Well-quasi-ordering and finite distinguishing number

TL;DR

This paper characterizes the relationship between the distinguishing number and well-quasi-ordering in hereditary graph classes, showing that classes above Bell numbers with finite distinguishing number contain complex structures, and provides bounds on decision procedures.

Contribution

It proves that hereditary classes above Bell numbers with finite distinguishing number contain boundary classes for well-quasi-ordering, completing the classification of such classes.

Findings

Hereditary classes above Bell numbers with finite distinguishing number contain infinite antichains.

All hereditary classes below Bell numbers are well-quasi-ordered.

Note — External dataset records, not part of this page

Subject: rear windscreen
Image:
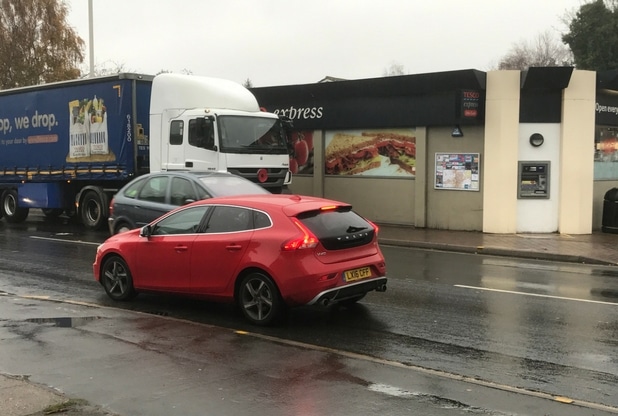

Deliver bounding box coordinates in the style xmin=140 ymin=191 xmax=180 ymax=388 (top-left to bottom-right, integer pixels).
xmin=298 ymin=209 xmax=375 ymax=250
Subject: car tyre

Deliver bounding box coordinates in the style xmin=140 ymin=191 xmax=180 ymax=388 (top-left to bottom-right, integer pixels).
xmin=238 ymin=272 xmax=284 ymax=326
xmin=101 ymin=255 xmax=136 ymax=301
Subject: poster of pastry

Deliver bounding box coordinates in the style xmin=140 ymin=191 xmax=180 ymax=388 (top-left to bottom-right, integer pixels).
xmin=324 ymin=128 xmax=416 ymax=177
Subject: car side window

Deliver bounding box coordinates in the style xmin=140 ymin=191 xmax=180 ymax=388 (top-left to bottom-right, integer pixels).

Decision procedure runtime is bounded by a quadruple exponential function.

Abstract

Balogh, Bollobas and Weinreich showed that a parameter that has since been termed the distinguishing number can be used to identify a jump in the possible speeds of hereditary classes of graphs at the sequence of Bell numbers. We prove that every hereditary class that lies above the Bell numbers and has finite distinguishing number contains a boundary class for well-quasi-ordering. This means that any such hereditary class which in addition is defined by finitely many minimal forbidden induced subgraphs must contain an infinite antichain. As all hereditary classes below the Bell numbers are well-quasi-ordered, our results complete the answer to the question of well-quasi-ordering for hereditary classes with finite distinguishing number. We also show that the decision procedure of Atminas, Collins, Foniok and Lozin to decide the Bell number (and which now also decides well-quasi-ordering for classes of finite distinguishing number) has run time bounded by an explicit (quadruple exponential) function of the order of the largest minimal forbidden induced subgraph of the class.